Richard returned to the deck. “Dring and Robinson knew, but would not be in on it. Bones I think was. What happened?

“Two convicts informed on him to Esmeralda.”

“There are always snitches,” said Richard, half to himself. “Meynell and Pane from Nottingham. Bad bastards.”

“Well, Dring and Robinson adhered to the code of honor among thieves, whereas this other couple are in the business of earning official commendations and better food. Ye called them bad. Why?”

“Because there have been other snitchings. I have had my suspicions about them for some time. Once the names are known, it all falls into place. Where are they now?”

“Aboard Scarborough, to the best of my knowledge. Esmeralda took a longboat to see His Excellency the moment the pair informed. I went along to heave him up ladders. Sirius sent two dozen marines and the sailors whom the snitches named were arrested. About Mr. Bones and some others-we have no proof. But they will not try it again, no matter how much they hate Esmeralda for watering the rum and then selling it to them.”

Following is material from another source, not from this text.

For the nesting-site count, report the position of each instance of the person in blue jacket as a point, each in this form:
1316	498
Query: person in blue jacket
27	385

“What of Power?” Richard asked, throat tight.

“Gone to Sirius, there to stay stapled to the deck. He will not come back to Alexander, that is certain.” Donovan stared at Richard curiously. “Ye truly do like the lad, don’t ye?”

“Aye, very much, though I could see he’d end in trouble. Some men attract trouble the way a magnet does iron nails. He is one. But I do not believe that he was guilty of the crime he was convicted for.” Richard brushed his eyes, shook his head angrily. “He was desperate to get home to his sick dad.”

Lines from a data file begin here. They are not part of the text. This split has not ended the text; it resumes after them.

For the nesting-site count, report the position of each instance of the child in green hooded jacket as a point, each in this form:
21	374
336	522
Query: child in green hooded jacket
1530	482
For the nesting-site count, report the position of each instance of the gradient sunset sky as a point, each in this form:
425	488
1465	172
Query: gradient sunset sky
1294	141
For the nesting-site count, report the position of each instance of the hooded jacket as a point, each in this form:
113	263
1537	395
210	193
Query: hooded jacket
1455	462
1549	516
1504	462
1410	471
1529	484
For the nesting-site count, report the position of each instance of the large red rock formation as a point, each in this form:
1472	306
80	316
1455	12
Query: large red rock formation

“I know. But if it is any consolation, Richard, I think that once we get beyond Cape Town and there is no chance for Johnny to return home, he will settle to being a model convict.”

It was not much consolation, perhaps because Richard felt that he himself had not fulfilled his filial obligations; most of his thoughts lay with Cousin James-the-druggist, not with his father.

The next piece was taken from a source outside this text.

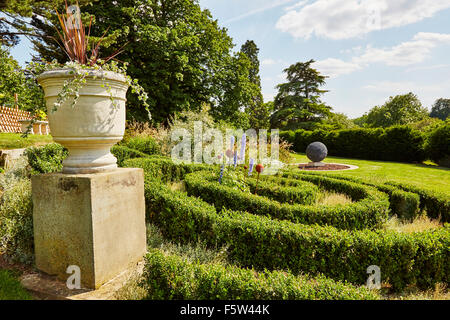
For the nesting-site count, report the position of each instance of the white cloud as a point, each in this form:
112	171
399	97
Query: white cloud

There was one thing he could do to help John Power, and he did it without a qualm: he let the names of the snitches be known from one bulkhead to the other. Snitches were snitches, they would snitch again. When Scarborough came into Cape Town the word would travel to her. Pane and Meynell would be known for what they were to every convict at Botany Bay. Life for them would not be easy.

Surgeon Balmain had the answer for the general mood of gloom and depression in the prison; he made them fumigate, scrub and whitewash again.

“I want,” said Bill Whiting passionately, “to do two things, Richard. One is to grab fucken Balmain, explode gunpowder in his face, scrub him with oil of tar and a wire brush, and paint him solid white. The other is to change my fucken name. Whiting!

Cape Townwas beautiful, yes, but could not hold a candle to Rio de Janeiro in the judgment of the convicts, doomed always to look, never to sample. Not only had Rio been visually stunning, but it had also been filled with happy and natural people, with color and vitality. Cape Town had a more windswept and bleakly dusty kind of appeal, and its harbor lacked those hordes of gay bum boats; what black faces they saw did not smile. This might have been a simple reflection of its sternly Calvinistic, extremely Dutch character. Many buildings were painted white (not the favorite color of Alexander’s convicts) and there were few trees inside the town itself. A grand mountain, flat and bushy on top, reared behind the tiny coastal plain, and what the books said about it was quite true: a layer of dense white cloud did come down and spread a cloth over Table Mountain.